Although this is not going to be a “Preview of the Triad High School Basketball Landscape” article, the introduction paragraph is still completely necessary. It might rub some the wrong way, but everything Padgett has done thus far is completely within his rights as a private school coach. Last season, he took over the basketball program at Lake Norman Christian and wasted no time at getting things in motion. Padgett led a first-year team to a 31-2 record, which is pretty impressive regardless of competition level. Now, his sights are set on building something extremely enticing for year two. 

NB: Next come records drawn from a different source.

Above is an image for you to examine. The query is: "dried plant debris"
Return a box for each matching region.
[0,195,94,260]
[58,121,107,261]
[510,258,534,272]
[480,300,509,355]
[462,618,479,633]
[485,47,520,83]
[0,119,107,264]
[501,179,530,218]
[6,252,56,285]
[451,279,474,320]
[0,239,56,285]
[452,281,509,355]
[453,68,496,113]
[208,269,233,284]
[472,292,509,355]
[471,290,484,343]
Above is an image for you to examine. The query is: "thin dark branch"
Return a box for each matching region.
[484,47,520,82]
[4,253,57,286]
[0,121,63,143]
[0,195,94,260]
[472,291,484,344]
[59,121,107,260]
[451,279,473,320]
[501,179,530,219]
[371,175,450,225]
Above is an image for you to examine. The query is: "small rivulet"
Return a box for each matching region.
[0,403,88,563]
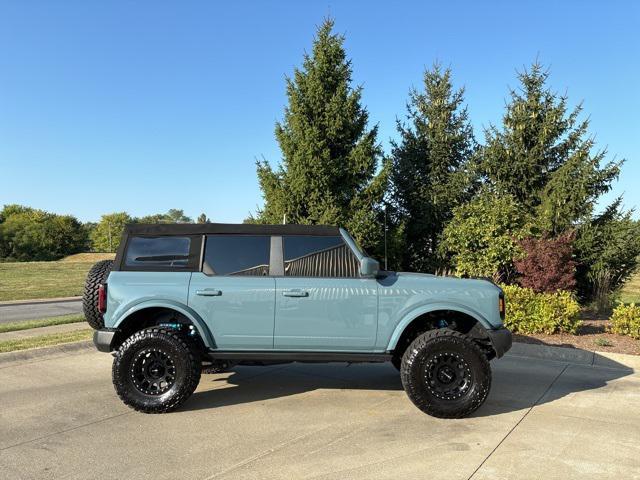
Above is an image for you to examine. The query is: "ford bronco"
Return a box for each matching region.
[84,223,511,417]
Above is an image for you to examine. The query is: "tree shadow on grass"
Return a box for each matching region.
[182,349,634,417]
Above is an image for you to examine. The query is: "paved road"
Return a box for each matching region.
[0,299,83,324]
[1,349,638,479]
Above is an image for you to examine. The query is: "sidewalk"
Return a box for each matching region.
[0,321,89,342]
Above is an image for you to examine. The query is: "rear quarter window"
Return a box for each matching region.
[124,236,192,268]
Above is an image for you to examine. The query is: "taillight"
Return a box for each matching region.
[498,293,505,319]
[98,284,107,314]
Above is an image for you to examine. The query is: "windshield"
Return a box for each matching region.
[339,228,369,258]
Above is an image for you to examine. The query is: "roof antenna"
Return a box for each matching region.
[383,203,388,270]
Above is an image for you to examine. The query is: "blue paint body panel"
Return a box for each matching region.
[105,271,193,328]
[274,277,378,351]
[377,273,503,350]
[188,273,275,350]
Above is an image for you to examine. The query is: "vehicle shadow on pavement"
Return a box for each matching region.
[185,362,403,412]
[183,352,634,417]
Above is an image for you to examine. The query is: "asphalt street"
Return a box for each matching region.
[1,348,638,479]
[0,299,83,324]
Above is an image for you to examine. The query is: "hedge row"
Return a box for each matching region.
[501,284,582,334]
[610,303,640,339]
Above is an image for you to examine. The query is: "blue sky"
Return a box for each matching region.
[1,1,638,223]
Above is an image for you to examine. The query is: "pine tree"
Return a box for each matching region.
[255,19,387,251]
[197,213,209,223]
[480,62,620,234]
[390,64,476,272]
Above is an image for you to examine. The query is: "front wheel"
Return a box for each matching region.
[112,328,201,413]
[400,329,491,418]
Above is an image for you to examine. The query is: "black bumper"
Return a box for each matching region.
[93,329,118,353]
[487,327,512,358]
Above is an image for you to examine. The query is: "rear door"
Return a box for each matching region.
[188,234,275,350]
[273,235,378,351]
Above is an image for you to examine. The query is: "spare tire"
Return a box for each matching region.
[83,259,114,329]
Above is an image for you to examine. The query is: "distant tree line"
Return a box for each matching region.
[251,19,640,311]
[0,207,210,260]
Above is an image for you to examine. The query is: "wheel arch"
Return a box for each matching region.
[386,303,492,352]
[112,300,215,349]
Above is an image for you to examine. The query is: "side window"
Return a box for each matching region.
[125,236,191,268]
[283,235,359,277]
[204,235,270,276]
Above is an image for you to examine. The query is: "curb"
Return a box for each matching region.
[506,342,640,371]
[0,340,93,366]
[0,296,82,307]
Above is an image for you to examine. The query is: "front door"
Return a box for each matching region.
[188,234,275,350]
[274,235,378,351]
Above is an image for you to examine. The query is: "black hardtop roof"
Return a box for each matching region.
[124,223,341,237]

Lake Norman Christian has already received multiple prospects transferring in and reclassifying, but should still have numerous contributors from the previous roster. The incoming trio of Hunter Sloop, AJ Allenspach, and Jonathan Kurtas already gives this team elite frontcourt size. Despite possessing an excellent skillset and overall identity, Sloop reclassified to the Class of 2022 and should ultimately bolster his recruitment in the process. At 6-foot-8, he’s tremendously skilled as a creator, shooter, and versatile scorer with quality instincts as a defender and rebounder. Meanwhile, Allenspach (also 6-foot-8) actually came in from South Carolina and has a blue-collrar/high-motor identity that seems to mesh well with any collection of teammates. He’s a workhorse on the glass, runs the floor properly in transition, and scores the ball with efficiency from midrange-in. Last but not least of their size, 6-foot-10 Jonathan Kurtas has a chance to dominate as much as anyone on this roster. He just began scratching the surface last season but was consistently better as the year went along. Kurtas has touch, strength, poise, and an understanding of how to anchor the paint on both ends of the floor. 

Additionally, guys like Clay Robinson and Jalen Chambers should find themselves in contributing roles. Lake Norman Christian also recently added Caleb Senyo, a young, steadily improving point guard from Veritas Christian. This team is truly just getting started and have the chance to develop into a special program over the foreseeable future.